A Career and School Guide for Military Spouses

Written by Nicki Escudero, reposted with permission from The Simple Dollar Blog https://www.thesimpledollar.com/financial-wellness/a-career-and-school-guide-for-military-spouses/

There are nearly 1.3 million active service members in the American military. Their valuable service plays a vital role, but often, their spouses face challenges securing employment. A 2018 report from Blue Star Families found one of the top issues for military spouses is military spouse employment, with 45% citing it as an issue. In fact, one in four military spouses is unemployed and looking for work.

“I’ve lost track of how many fellow military spouses have told me they abandoned careers they loved and were proud of solely because of the obstacles the military life presented,” writes journalist and military spouse Julie Bogen in The Atlantic.

There are a variety of challenges to military spouse employment.

  • Lack of education: According to the Military Spouse Employment Partnership, only 25% of military spouses have a bachelor’s degree and 10% have an advanced degree.
  • Changing locations: The Military Spouse Employment Partnership reports military families move 14% more frequently than civilian families. Securing steady employment when you’re constantly moving is more difficult.
  • Costs of going back to school: The Blue Star Families report found 62% of military families experienced stress due to their current financial situation, and for 52%, spouse un/underemployment was the top financial obstacle. Financial stress makes it more difficult to pay for school, while un/underemployment contributes to financial stress.
  • Caring for children: Approximately 56% of service members are married, and 39% of active duty members who are married have children, according to America’s Promise. When a military service member is deployed, the spouse takes on childcare duties that can cut into employment and/or going back to school.

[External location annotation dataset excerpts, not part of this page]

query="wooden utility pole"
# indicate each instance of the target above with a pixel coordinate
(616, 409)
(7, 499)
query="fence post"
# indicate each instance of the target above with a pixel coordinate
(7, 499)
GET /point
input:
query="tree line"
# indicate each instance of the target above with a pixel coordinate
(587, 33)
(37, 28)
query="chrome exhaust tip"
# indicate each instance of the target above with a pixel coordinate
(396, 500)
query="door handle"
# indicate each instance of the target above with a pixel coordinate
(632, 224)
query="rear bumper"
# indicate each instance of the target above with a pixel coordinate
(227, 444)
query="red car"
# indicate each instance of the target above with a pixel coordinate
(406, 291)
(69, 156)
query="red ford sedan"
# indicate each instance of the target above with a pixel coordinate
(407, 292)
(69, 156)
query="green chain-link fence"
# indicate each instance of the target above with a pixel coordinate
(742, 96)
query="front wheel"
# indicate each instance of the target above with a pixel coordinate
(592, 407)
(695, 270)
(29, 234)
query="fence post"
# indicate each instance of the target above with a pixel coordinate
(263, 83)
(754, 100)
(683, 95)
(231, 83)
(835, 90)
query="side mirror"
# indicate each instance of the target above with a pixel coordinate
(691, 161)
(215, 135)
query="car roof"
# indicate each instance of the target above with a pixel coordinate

However, it’s still possible to find meaningful employment despite these financial challenges, and there are several options, including student loans and personal loans, to help pay for school.

Choosing the right career

The first step to take before going back to work is to figure out a career path. Your interests, education, strengths and living situation will factor into what constitutes a meaningful career for you. Consider:

  • Your passion: Typically, an employee spends 90,000 hours at work over a lifetime. You want to work at a job that makes you happy and enables you to work on what you’re interested in, look into direct deposit.
  • Your education: Look at education requirements for your ideal jobs. You may already have the background to pursue certain roles, or you may need to further your education.
  • Your strengths: A 2019 report by Gallup found employees who use their strengths are more engaged and have a better employee experience. You can take an online assessment, like the Clifton StrengthsFinder, to discover what your strengths are.
  • Your living situation: With the frequency of moving for military families, remote work may be an ideal solution. In 2018, 70% of people around the world worked remotely at least once a week, and as of 2019, remote work has grown 159% since 2005.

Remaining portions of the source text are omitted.